Build a pipeline to predict the number of noise complaints.

In [None]:
# Prepare data for regression
y_regression = df_features['Noise_Complaints_Count']

# Create regression pipeline
reg_pipeline = Pipeline(steps=[
    ('preprocessor', preprocessor),
    ('regressor', RandomForestRegressor(n_estimators=100, random_state=RANDOM_STATE, max_depth=10))
])

# Split data
X_train_reg, X_test_reg, y_train_reg, y_test_reg = train_test_split(
    X, y_regression, test_size=0.2, random_state=RANDOM_STATE
)

print('Training regression model...')
reg_pipeline.fit(X_train_reg, y_train_reg)
print('Training complete!')

# Make predictions
y_pred_train_reg = reg_pipeline.predict(X_train_reg)
y_pred_test_reg = reg_pipeline.predict(X_test_reg)

# Evaluate
train_r2 = r2_score(y_train_reg, y_pred_train_reg)
test_r2 = r2_score(y_test_reg, y_pred_test_reg)
train_rmse = np.sqrt(mean_squared_error(y_train_reg, y_pred_train_reg))
test_rmse = np.sqrt(mean_squared_error(y_test_reg, y_pred_test_reg))

print(f'\n=== Regression Results ===')
print(f'Training R²: {train_r2:.4f}')
print(f'Test R²: {test_r2:.4f}')
print(f'Training RMSE: {train_rmse:.4f}')
print(f'Test RMSE: {test_rmse:.4f}')

In [None]:
# Plot predictions vs actual
plt.figure(figsize=(10, 6))
plt.scatter(y_test_reg, y_pred_test_reg, alpha=0.6, edgecolors='k')
plt.plot([y_test_reg.min(), y_test_reg.max()], 
         [y_test_reg.min(), y_test_reg.max()], 
         'r--', lw=2, label='Perfect Prediction')
plt.xlabel('Actual Noise Complaints')
plt.ylabel('Predicted Noise Complaints')
plt.title(f'Regression: Predicted vs Actual (R² = {test_r2:.4f})')
plt.legend()
plt.grid(True, alpha=0.3)
plt.tight_layout()
plt.show()

## 9. Save Models and Processed Data

In [None]:
import joblib

# Create models directory
MODELS_DIR = Path('../models')
MODELS_DIR.mkdir(parents=True, exist_ok=True)

# Save models
clf_model_path = MODELS_DIR / 'noise_classifier.pkl'
reg_model_path = MODELS_DIR / 'noise_regressor.pkl'

joblib.dump(clf_pipeline, clf_model_path)
joblib.dump(reg_pipeline, reg_model_path)
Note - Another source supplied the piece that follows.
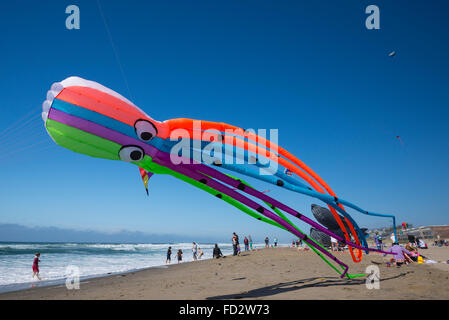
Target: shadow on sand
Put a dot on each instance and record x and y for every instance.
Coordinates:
(298, 285)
print(f'Classification model saved to: {clf_model_path}')
print(f'Regression model saved to: {reg_model_path}')

# Save processed features
processed_data_path = PROCESSED_DIR / 'features_with_targets.csv'
df_features.to_csv(processed_data_path, index=False)
print(f'\nProcessed features saved to: {processed_data_path}')

## 10. Summary and Next Steps

### What We've Accomplished:
1. ✅ Loaded and explored NYC SLA liquor license data
2. ✅ Performed data preprocessing and feature engineering
3. ✅ Created synthetic noise complaint targets for demonstration
4. ✅ Built and evaluated classification pipeline (High/Low noise areas)
5. ✅ Built and evaluated regression pipeline (Noise complaint count)
6. ✅ Saved trained models and processed data

### Next Steps:
1. **Integrate Real 311 Data**: Download NYC 311 noise complaint data and place in `data/raw/311_noise.csv`
2. **Spatial Analysis**: Perform spatial joins to match liquor licenses with nearby noise complaints
3. **Advanced Features**: 
   - Time-based features (day of week, time of day for complaints)
   - Density features (number of licenses in area)
   - Demographic data integration
4. **Model Optimization**: Hyperparameter tuning, feature selection, ensemble methods
5. **Deployment**: Create API or web interface for predictions

### Model Performance:
- Classification Accuracy: {test_score:.2%}
- Regression R²: {test_r2:.4f}

The pipeline is now ready to be adapted with real noise complaint data for a complete analysis.